Tuesday, January 15, 2013

Partington Island



Everything changes. Nothing is forever. Mountains move, rocks slide, roads collapse. Sometimes, chaos and rubble rule. What we want to believe - that we can count on business as usual - is false. Security is not just around the corner, but change certainly is.  

Maybe this is not so bad.  Risk can generate possibilities. Westerners moan, “this too shall pass” but Buddhists call this impermanence and embracing it makes life sing.  Perhaps it’s possible to find comfort in change, to be nurtured, not wounded, by reality. It is as it is, baby.

The unforeseen and seemingly impossible can free you from illusions and put you on a higher path.

On Partington Ridge this winter though, we’d be happy with a new and improved road. Living in Big Sur means navigating some utterly unique episodes of destruction. The latest one arrived last month, just in time for Christmas.

Our beautiful old road, steadfast for 75 years, the solace of my morning commute, collapsed on December 23, two days after the Mayan Apocalypse.

An enormous weathered rock face, composed of dinosaur-sized boulders (and probably as old) rolled down the cliff in a prodigious rainstorm, destroying a 60’ section of the road. Rocks as large as the pillars at Stonehenge crash-landed on Highway One. It was a Biblical event.


 A triptych of boulders resembling Mt. Rushmore is just a little higher up the road, which raises the question, is there more to come? What I could barely conceive of has become a reasonable expectation. 

The frightening becomes “the new normal” as my neighbors, many no longer spring chickens, hike over the path they’ve carved across the slide.

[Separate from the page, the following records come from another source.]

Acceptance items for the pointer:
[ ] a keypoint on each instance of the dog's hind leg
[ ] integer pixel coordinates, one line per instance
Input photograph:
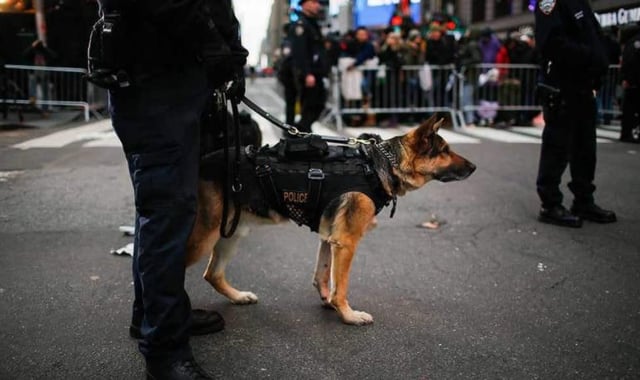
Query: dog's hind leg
(215, 272)
(323, 272)
(351, 222)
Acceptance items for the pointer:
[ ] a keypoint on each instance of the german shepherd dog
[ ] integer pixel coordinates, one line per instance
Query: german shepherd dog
(417, 157)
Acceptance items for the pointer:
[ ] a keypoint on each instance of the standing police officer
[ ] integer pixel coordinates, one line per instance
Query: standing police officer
(286, 77)
(160, 60)
(573, 62)
(309, 62)
(630, 71)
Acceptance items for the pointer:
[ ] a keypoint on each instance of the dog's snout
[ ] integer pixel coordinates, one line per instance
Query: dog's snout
(471, 166)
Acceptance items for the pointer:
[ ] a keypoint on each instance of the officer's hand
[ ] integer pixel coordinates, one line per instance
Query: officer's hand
(309, 80)
(236, 90)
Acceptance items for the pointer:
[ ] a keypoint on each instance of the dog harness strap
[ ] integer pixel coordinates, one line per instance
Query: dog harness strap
(264, 173)
(316, 177)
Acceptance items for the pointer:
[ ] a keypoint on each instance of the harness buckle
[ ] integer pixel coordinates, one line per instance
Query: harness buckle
(263, 170)
(316, 174)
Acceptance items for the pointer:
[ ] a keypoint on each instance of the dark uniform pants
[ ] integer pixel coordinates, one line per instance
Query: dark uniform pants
(158, 124)
(312, 101)
(630, 114)
(569, 137)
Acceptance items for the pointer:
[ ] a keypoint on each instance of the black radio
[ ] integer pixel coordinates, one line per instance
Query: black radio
(107, 55)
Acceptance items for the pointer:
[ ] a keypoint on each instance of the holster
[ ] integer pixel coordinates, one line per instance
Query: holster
(548, 96)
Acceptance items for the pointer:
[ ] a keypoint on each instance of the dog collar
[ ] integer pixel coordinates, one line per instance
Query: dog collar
(393, 162)
(382, 148)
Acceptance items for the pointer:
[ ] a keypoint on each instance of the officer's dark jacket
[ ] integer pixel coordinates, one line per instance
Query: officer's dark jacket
(630, 70)
(571, 44)
(300, 188)
(307, 47)
(165, 32)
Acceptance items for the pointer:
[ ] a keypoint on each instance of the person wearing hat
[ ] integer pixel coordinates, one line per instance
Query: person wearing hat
(309, 62)
(574, 61)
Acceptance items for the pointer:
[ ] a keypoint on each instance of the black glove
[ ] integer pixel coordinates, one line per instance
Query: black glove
(236, 90)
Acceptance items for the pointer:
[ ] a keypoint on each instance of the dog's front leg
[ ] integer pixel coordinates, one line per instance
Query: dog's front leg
(323, 272)
(342, 259)
(215, 272)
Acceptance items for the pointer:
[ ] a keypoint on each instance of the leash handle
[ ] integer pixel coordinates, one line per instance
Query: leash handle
(293, 130)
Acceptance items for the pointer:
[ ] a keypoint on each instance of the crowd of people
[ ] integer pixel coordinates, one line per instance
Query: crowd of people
(403, 67)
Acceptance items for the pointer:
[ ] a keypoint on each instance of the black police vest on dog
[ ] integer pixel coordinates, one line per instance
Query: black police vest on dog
(300, 178)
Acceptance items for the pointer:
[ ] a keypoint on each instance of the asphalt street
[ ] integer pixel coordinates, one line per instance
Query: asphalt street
(490, 294)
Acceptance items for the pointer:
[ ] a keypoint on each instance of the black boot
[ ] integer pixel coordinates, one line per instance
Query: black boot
(559, 216)
(593, 212)
(179, 370)
(202, 322)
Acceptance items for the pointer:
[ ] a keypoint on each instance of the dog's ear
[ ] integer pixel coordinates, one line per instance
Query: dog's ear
(425, 131)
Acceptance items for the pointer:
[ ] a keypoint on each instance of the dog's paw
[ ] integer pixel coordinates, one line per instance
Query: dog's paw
(244, 298)
(358, 318)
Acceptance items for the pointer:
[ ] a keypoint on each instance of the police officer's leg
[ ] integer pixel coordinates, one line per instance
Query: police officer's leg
(630, 109)
(554, 154)
(583, 165)
(583, 153)
(158, 127)
(313, 101)
(290, 98)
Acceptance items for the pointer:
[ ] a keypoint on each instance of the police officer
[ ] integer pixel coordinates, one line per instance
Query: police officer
(286, 78)
(573, 62)
(168, 56)
(309, 62)
(630, 71)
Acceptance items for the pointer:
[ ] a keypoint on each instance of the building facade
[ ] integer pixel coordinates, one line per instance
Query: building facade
(504, 15)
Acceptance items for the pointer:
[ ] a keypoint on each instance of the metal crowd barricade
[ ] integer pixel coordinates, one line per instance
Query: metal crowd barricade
(47, 88)
(610, 94)
(406, 90)
(486, 89)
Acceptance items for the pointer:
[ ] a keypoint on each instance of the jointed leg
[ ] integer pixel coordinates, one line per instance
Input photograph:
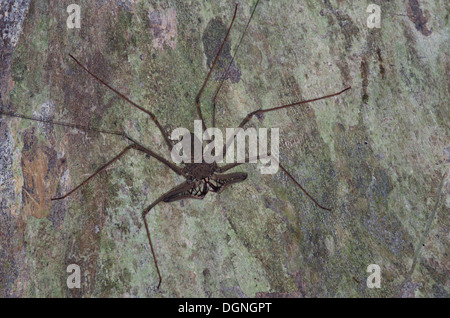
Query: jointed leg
(133, 146)
(177, 193)
(233, 165)
(152, 116)
(260, 111)
(197, 99)
(224, 76)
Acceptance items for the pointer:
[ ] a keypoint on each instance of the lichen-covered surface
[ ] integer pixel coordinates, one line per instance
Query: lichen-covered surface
(377, 154)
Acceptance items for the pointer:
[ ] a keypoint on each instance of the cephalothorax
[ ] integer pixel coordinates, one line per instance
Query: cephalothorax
(200, 178)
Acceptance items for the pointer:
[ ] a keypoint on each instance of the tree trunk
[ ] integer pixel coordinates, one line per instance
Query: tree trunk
(376, 155)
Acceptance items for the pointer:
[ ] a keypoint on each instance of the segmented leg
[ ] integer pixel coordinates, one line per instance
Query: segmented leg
(233, 165)
(180, 192)
(133, 146)
(197, 99)
(152, 116)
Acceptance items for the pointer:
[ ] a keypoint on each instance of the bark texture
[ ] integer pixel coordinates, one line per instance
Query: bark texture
(377, 154)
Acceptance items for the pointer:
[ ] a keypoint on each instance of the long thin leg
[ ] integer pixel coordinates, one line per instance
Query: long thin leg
(260, 111)
(233, 165)
(133, 146)
(224, 76)
(64, 124)
(197, 99)
(152, 116)
(96, 173)
(179, 192)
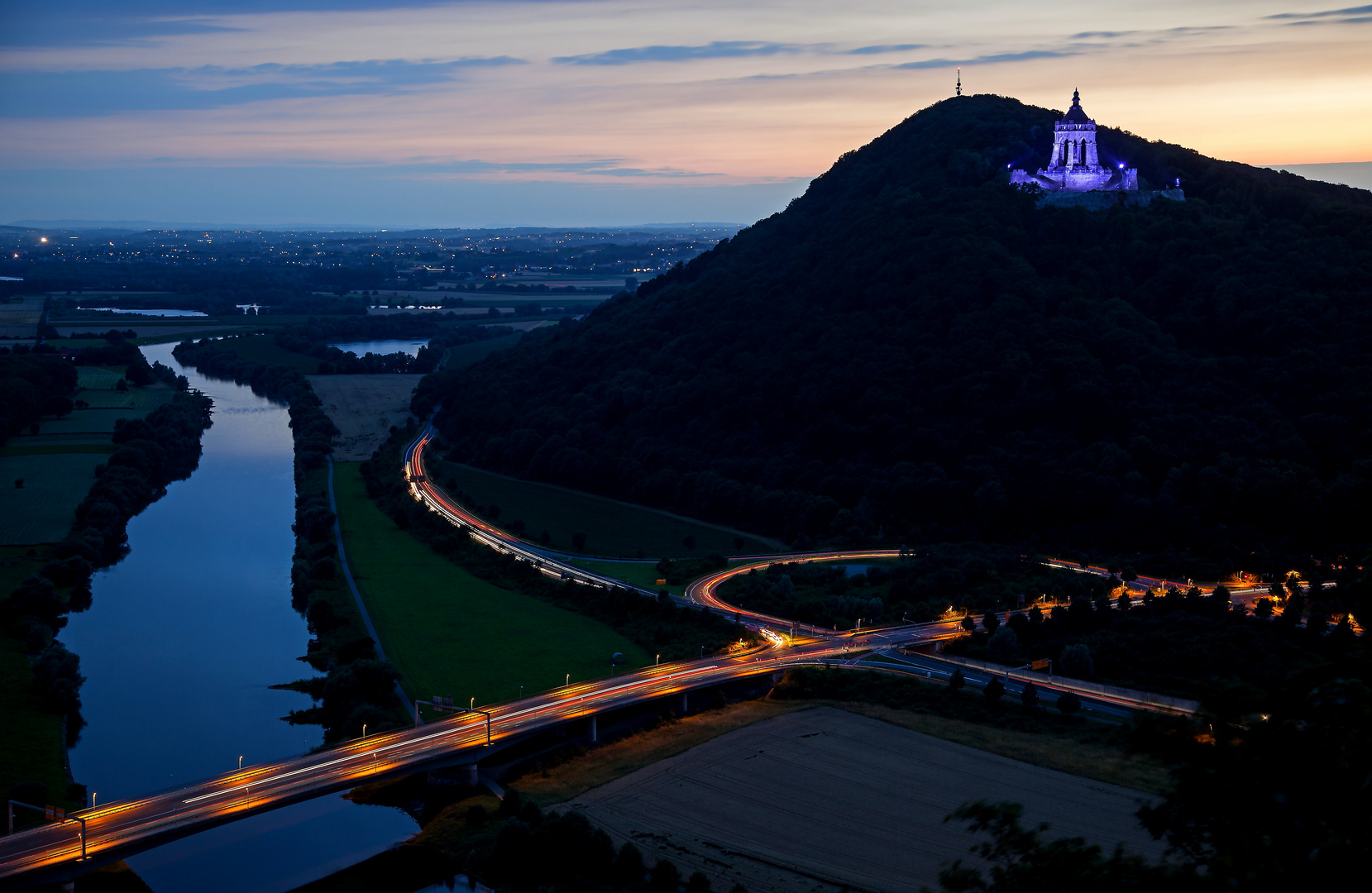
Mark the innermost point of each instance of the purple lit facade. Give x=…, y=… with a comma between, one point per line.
x=1076, y=164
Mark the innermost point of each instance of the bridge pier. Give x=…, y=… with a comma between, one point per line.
x=464, y=774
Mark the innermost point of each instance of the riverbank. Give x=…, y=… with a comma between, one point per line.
x=450, y=633
x=147, y=437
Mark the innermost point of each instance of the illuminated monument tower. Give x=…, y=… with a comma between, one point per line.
x=1076, y=164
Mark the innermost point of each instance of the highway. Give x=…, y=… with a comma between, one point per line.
x=116, y=830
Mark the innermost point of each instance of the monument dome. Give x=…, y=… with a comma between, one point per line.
x=1076, y=160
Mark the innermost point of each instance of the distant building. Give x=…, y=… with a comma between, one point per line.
x=1076, y=164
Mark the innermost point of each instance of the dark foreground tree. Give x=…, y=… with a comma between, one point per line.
x=1021, y=862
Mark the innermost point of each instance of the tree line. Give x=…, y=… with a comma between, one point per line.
x=357, y=686
x=914, y=351
x=151, y=453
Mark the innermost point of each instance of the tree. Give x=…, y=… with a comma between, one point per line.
x=1005, y=645
x=1021, y=862
x=56, y=678
x=1246, y=807
x=1076, y=661
x=666, y=878
x=629, y=867
x=697, y=882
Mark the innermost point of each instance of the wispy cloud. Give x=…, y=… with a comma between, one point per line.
x=590, y=168
x=880, y=48
x=715, y=50
x=80, y=93
x=991, y=60
x=1353, y=12
x=724, y=50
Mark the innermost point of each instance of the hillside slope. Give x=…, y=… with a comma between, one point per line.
x=913, y=350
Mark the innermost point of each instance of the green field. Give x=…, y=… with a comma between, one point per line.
x=54, y=449
x=453, y=634
x=99, y=378
x=468, y=354
x=31, y=738
x=611, y=527
x=58, y=462
x=264, y=350
x=54, y=486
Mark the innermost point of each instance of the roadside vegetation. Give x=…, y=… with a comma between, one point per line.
x=356, y=687
x=655, y=626
x=77, y=483
x=452, y=633
x=579, y=522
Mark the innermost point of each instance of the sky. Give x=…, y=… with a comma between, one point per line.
x=547, y=112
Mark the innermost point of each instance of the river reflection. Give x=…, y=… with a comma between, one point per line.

Personally, I prefer the “back road” because that’s where my baptism into this adventure took place. After changing into rough jeans from tights and sequins on New Year’s Eve, I traveled up the Dubois-DeAngulo dirt road at 2am perched like a hood ornament on my neighbor’s all terrain vehicle. This required a serious grip and a good sense of humor. To paraphrase Bette Davis – talk about a bumpy night!

Thanks to my wonderful employer, Deetjens Inn, we now share a Polaris Ranger 4X4 between three Inn employees and Ridge neighbors on an as needed basis. We can travel down to work each day, and taxi neighbors up and down with groceries and supplies.

  
Partington Island may become a real “eco-resort”, where we pack everything in and out on foot or on 4-wheel drive quad vehicles.  As a friend of mine coined it, we could become “Quadlandia” and remain tranquil in the stillness of Nature.

Everything is somehow smaller and closer as we reach out to our neighbors to arrange rides, share supplies and drink wine together. We solve each problem the lack of road creates step by step, and build consensus over the best course of action for rebuilding it.

Like the shifting rocks above the road, we can’t predict what’s next with perfect accuracy. All of this has deepened my appreciation of survival basics:  is there anything more welcoming than the warmth of a wood fire when you walk indoors on a cold and rainy night? The glow of candlelight while reading beside the fire? Warm clothes, hot food, hugs, and laughter?

It is so very quiet now, delicious, primal quiet. All of us driving cars up and down the road, so necessary in our busy rural lives, has stopped. The relentless drumbeat of modern life slows, and we remember. This is what we came to Big Sur for, after all. We want to feel, as our ancestors did, that we are an essential part of the cosmos, supported by the web of community. 

While we learn to love our neighbors more as we help each other out, we are really a tribe of social hermits here. We treasure the views from our nests, the meditative state of calm that Big Sur brings.  While that deep peace can best be sensed in a solitary way, we are fortunate on Partington Island to share this feeling with like-minded souls.

If there is a creed in Big Sur, it is that this land teaches, heals, and answers prayers. The Esselen, who lived and feasted on this ridge for centuries, leaving hillsides blackened with fire-stones and abalone shells, had a mystical belief: Certain places on Earth transmit all that has happened there. All you have to do is touch them, and you will remember.